Medical device recalls almost doubled between 2003 and 2012, according to a cited Food and Drug Administration (FDA) study. As a result, independent research showed that failed devices have cost Medicare billions of dollars during the same timeframe.
“Although not improper payments, these amounts underscore the significant costs incurred by Medicare and beneficiaries to replace failed or recalled medical devices,” Levinson stated.
In 2007, CMS voiced concerns about high Medicare spending on recalled and failed medical devices, the alert explained. But OIG revealed that claims reimbursement form inadequacies may have prevented federal agencies from accurately monitoring the related costs.

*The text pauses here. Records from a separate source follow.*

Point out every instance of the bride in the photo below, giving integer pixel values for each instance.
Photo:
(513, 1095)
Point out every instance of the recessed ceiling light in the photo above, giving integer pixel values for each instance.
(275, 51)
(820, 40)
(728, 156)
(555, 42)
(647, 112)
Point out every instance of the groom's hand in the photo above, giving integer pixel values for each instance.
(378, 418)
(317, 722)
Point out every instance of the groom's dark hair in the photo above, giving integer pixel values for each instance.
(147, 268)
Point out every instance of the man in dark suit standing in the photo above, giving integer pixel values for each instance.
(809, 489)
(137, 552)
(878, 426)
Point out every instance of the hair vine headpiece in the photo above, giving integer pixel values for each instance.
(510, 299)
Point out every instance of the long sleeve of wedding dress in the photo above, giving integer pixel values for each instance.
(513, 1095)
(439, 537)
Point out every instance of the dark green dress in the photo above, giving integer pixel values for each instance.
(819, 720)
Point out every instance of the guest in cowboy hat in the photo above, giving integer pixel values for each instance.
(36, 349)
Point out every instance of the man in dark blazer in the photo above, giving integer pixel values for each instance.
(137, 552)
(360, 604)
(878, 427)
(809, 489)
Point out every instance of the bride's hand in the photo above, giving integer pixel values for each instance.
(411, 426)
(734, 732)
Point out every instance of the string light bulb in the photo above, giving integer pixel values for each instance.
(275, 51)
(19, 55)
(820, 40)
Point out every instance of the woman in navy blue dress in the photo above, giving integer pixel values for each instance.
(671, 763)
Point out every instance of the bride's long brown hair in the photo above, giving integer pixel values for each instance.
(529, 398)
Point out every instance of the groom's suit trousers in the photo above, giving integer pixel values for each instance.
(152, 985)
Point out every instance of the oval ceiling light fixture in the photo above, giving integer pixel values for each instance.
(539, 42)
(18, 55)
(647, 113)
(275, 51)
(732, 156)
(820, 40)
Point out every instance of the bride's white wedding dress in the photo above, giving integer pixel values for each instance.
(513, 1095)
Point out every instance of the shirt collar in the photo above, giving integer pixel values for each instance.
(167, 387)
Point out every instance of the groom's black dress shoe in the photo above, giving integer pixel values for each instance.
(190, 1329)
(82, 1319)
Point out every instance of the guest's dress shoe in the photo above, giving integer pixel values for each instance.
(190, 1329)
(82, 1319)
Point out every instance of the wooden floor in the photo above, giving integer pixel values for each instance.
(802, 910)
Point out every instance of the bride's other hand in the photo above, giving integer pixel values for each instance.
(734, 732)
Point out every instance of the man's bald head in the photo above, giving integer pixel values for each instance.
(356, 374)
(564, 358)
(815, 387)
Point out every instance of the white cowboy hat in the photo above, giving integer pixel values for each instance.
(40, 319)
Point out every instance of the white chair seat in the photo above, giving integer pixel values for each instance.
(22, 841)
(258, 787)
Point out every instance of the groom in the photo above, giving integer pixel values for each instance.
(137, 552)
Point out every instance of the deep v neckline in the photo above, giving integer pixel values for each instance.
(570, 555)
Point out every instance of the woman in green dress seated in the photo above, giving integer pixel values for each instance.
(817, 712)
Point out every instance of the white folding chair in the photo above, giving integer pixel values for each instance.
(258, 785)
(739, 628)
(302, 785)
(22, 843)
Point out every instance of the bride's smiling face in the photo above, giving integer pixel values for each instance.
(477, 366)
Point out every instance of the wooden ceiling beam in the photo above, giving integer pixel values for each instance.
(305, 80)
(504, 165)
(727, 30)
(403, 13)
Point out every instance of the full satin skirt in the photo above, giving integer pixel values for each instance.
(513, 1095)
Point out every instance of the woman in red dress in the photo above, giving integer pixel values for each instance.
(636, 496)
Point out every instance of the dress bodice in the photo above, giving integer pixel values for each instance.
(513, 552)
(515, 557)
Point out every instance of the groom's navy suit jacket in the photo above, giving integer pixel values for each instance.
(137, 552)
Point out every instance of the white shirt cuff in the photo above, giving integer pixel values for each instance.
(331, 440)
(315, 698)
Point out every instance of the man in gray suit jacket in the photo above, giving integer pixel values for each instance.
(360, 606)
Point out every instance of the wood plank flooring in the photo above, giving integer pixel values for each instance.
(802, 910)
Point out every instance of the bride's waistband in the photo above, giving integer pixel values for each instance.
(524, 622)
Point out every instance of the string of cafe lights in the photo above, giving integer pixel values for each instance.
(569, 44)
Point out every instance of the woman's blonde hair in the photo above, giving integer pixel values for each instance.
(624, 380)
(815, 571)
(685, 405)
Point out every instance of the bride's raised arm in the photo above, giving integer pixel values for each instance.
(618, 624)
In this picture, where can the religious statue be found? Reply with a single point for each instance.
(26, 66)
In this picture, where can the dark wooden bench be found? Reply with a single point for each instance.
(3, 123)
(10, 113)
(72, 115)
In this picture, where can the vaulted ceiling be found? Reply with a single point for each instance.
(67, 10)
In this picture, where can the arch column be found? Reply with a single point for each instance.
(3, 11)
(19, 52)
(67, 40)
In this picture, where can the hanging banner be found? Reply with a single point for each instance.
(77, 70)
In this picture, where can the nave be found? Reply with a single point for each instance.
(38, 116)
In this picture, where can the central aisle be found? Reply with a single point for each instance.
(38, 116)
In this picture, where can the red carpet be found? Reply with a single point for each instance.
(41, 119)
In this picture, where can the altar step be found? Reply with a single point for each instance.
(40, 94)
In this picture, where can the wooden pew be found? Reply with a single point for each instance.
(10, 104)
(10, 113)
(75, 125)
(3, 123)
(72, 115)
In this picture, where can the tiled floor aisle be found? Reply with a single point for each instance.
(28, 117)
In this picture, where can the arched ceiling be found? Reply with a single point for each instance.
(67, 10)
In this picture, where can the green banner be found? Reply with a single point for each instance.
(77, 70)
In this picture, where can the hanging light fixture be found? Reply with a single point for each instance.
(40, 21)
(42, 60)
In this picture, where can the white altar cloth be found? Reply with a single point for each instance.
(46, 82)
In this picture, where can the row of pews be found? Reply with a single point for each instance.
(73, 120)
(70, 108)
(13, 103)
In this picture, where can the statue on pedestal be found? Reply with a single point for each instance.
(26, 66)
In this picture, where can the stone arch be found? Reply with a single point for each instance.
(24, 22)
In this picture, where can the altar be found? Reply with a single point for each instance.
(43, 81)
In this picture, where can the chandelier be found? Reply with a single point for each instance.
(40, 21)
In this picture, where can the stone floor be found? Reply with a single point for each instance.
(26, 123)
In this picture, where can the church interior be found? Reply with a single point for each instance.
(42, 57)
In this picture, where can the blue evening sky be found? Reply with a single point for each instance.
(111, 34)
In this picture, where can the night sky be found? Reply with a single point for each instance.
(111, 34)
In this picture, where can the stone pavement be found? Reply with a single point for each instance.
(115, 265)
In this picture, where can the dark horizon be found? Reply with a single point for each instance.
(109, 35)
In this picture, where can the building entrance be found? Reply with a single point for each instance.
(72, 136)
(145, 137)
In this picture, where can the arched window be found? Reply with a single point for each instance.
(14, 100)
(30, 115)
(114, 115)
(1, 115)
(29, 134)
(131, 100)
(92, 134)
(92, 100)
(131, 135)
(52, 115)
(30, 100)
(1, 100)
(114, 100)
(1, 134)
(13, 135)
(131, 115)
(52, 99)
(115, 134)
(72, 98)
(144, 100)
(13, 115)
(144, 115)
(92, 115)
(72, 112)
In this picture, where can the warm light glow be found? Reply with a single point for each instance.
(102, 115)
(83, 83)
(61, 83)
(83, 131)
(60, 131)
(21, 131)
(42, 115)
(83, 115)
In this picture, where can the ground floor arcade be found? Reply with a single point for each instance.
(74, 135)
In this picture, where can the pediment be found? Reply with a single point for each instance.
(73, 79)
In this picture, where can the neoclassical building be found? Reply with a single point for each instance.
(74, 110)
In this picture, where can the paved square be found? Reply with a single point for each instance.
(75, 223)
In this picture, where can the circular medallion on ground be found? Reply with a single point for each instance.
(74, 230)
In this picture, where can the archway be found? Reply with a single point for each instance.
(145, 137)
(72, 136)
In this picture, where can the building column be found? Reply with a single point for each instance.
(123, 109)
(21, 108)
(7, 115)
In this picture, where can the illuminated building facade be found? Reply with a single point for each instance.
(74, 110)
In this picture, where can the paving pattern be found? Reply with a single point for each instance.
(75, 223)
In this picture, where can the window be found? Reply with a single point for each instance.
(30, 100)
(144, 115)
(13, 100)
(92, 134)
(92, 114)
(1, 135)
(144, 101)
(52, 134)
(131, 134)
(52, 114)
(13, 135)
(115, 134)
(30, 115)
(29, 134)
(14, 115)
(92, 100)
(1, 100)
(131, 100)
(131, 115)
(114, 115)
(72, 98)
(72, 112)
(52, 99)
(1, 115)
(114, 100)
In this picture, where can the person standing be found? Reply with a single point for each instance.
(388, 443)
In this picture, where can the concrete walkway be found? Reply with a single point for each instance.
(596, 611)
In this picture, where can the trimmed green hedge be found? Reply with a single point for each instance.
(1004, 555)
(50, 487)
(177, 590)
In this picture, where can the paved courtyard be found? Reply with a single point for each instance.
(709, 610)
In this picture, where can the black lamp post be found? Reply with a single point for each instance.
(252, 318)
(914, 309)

The federal watchdog found that claims reimbursement forms only provide space to list services and procedures performed as well as a two-digit field that providers generally do not use to identify medical device failures and recalls. The forms do not include fields for medical device-specific information.
OIG advised CMS to encourage use of the two-digit medical device failure or recall field and include medical device data, such as some information from the Unique Device Identifier (UDI) system, on claims forms.
The UDI system, developed by the FDA in 2007, identifies a product’s device labeler and version or model as well as specific device data, such as the product’s lot or batch, serial number, expiration date, manufacturing date, and Human Cell, Tissue or Cellular or Tissue-Based Product identification code. The system was created to “better detect devices with adverse events, improve device recalls, and enable more robust post-market surveillance,” Levinson noted.
By including medical device information on forms, CMS and other federal agencies could avoid resource-intensive processes for obtaining failed and recalled medical device information and simply use hospital claims data, Levinson contended. This would help CMS to better identify cost-cutting opportunities related to the devices and associated healthcare services.
“Those benefits could reduce Medicare costs by identifying problem devices more quickly and reduce medical errors by enabling healthcare professionals and others to more rapidly and precisely identify a device that is potentially contributing to a medical error and obtain important information concerning the characteristics of the device,” Levinson wrote. “This in turn could help protect beneficiaries from unnecessary costs in the form of deductibles and coinsurance and improve their chance of receiving the appropriate follow-up care more quickly.”
To implement the recommendations, OIG suggested that CMS partner with the Accredited Standards Committee X12 to include some UDI information for implantable devices on the next version of claims reimbursement forms.
But CMS must act quickly, Levinson pointed out, because the Accredited Standard Committee X12, which has been tasked with defining and creating electronic healthcare claim forms, has proposed changes to existing forms that are scheduled to be released for comment on December 1.
“Unless the Accredited Standards Committee X12 incorporates the DI [device identifier] into this update, medical device-specific information could not be included on the claim forms until the end of the next decade,” Levinson stated.
CMS has taken some steps to incorporating medical device data on claims reimbursement forms. In July, the federal agency partnered with FDA to start the claims reimbursement forms changes. The federal agencies penned a letter to the Accredited Standards Committee X12 expressing support for capturing medical device identifier information from the UDI system on claims forms.
The letter stated that adding the medical device-specific information would help the agencies evaluate product performance, identify patient safety concerns at the model level, collect and analyze patient data for devices at the model level, and promote program integrity. The information would also assist providers and payers with calculating and comparing healthcare costs and patient outcomes based on the device model.
Some healthcare stakeholders have also expressed support for incorporating medical device-specific information on claims forms.
“Tracking medical device codes in Medicare claim forms will protect patient safety, save the taxpayers billions of dollars in Medicare costs, and spare individual patients millions in co-pays,” Josh Rising, Director of Healthcare Program at the Pew Charitable Trusts, told RevCycleIntelligence.com in an email. “This is long overdue.”